# Nominal predictor with 70 levels....

#### noetsi

##### Fortran must die
I have a nominal level predictor with 70 levels (its units that provide some service). I want to analyze how these units preform on an interval response variable (I will use linear regression) and a two level response variable (I will use logistic regression). I can of course compare one level against the other 69 70 times, but this seems less than ideal because of family wise error and because I don't know what I would really learn this way. I really want to compare every level against each other level.

I was wondering if anyone had dealt with this type of issue before. I am trying to see how good units did relative to each other controlling for other variables. I could of course just do descriptive statistics, but I prefer not to because you really can't control for other variables with descriptives.

#### rogojel

##### TS Contributor
hi,
any chance of clustering the units first? If you could group units in dome way and use the centroids (?) that would solve the problem imo .

#### GretaGarbo

##### Human
Do a QQ-plot of all the estimated parameters. Those who deviates from a straight line will be "real" effects, in contrast to the randomness.

#### noetsi

##### Fortran must die
I have to comment on the performance of individual units rogjel and I don't think I can with the clustering (does this mean factor analysis)?

#### noetsi

##### Fortran must die
Do a QQ-plot of all the estimated parameters. Those who deviates from a straight line will be "real" effects, in contrast to the randomness.
Why is this so GretaGarbo? I have not seen this approach discussed before, do you have a citation or link I could look at on this topic?

Are you suggesting running the k-1 dummies and then using these as parameter estimates?

#### Jake

You could fit a mixed model treating the units as a random effect. In such a model you could throw in whatever covariates you like and examine the distribution of the random unit effects.

#### Miner

##### TS Contributor
Why is this so GretaGarbo? I have not seen this approach discussed before, do you have a citation or link I could look at on this topic?
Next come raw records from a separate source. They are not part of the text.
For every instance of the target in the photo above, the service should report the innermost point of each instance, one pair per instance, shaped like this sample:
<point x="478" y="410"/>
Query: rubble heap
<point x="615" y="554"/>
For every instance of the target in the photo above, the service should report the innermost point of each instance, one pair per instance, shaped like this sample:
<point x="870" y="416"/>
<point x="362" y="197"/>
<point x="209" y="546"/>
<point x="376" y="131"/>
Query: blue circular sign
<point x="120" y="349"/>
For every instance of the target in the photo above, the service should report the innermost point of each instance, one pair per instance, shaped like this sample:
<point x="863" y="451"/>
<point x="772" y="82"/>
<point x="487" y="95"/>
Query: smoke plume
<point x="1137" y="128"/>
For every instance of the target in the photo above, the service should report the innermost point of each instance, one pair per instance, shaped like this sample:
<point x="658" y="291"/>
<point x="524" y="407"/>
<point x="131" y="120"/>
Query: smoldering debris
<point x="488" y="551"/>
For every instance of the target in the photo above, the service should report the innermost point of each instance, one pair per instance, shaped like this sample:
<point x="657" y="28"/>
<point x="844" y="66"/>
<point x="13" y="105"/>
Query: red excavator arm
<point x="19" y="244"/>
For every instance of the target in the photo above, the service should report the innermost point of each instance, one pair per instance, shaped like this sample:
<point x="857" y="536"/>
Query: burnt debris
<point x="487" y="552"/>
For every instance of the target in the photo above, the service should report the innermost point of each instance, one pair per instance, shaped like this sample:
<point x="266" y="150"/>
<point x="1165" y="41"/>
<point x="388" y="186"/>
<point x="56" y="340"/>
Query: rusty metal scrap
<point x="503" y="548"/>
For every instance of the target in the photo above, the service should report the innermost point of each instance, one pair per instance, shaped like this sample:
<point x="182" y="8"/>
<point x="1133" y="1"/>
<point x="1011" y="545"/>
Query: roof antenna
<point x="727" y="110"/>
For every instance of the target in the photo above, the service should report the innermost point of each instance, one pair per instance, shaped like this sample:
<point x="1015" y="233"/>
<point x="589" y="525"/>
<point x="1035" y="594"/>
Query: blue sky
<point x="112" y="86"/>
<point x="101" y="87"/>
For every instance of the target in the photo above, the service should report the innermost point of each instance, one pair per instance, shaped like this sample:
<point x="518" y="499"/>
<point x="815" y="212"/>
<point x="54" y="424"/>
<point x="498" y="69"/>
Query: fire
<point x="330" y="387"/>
Are you suggesting running the k-1 dummies and then using these as parameter estimates?
I believe that to which Greta is referring is a variant of the half normal plot analysis. See http://math.uhcl.edu/li/teach/stat5535/halfnormalplot.pdf

Have you considered using ANOM? The null hypothesis for ANOM is that the individual mean is the same as the overall group mean. See https://cran.r-project.org/web/packages/ANOM/vignettes/ANOM.pdf

#### GretaGarbo

##### Human
When I saw Jakes answer in post 6, I thought that, "yes of course, that would be a very good method" (and maybe even the "best"). You can sort of "throw in what ever .... you like" and the method will take care of it.

(If I remember it correctly, for the James and Stein rule to be valid, the groups should be randomly selected. Maybe Noetsis 70 groups can be thought of like that. Then by James &Stein it will decrease the Mean squared error by shrinking towards the mean.)

About the QQ-plots I was thinking of this: If you generate 700 random normal numbers and put them in 70 groups, then the mean of the 70 groups will also be normally distributed and you can have a look at it with a QQ-plot (or a pp-plot or, I believe, with a half normal plot). The 70 number will be on a straight line in the QQ-plot. Most of the random numbers will be close to the mean but some will be larger - but they will be close to a straight line in the QQ-plot. My suggestion is that "real effects" will deviate from the straight line.

But I did not think about if the size of the groups varies. Then the variance of means will be different. I believe that I have heard of methods to correct for that, but I don't remember.

And yes, I was thinking of using QQ-plots like they are used in 2^p factorial designs. (And I believe, but I am not sure, that the half normal plots are used just like the QQ-plots.)

#### noetsi

##### Fortran must die
I have not worked with random effects outside multilevel models, but I will look at that. I have not heard of ANOM at all, but I will certainly look at that

#### rogojel

##### TS Contributor
I have to comment on the performance of individual units rogjel and I don't think I can with the clustering (does this mean factor analysis)?
In this case I think you would need to consider all of them in the model. It would not be necessary to compare each against each though, if the goal is to form some ranking groups. Something like Tukeys HSD could be useful.

regards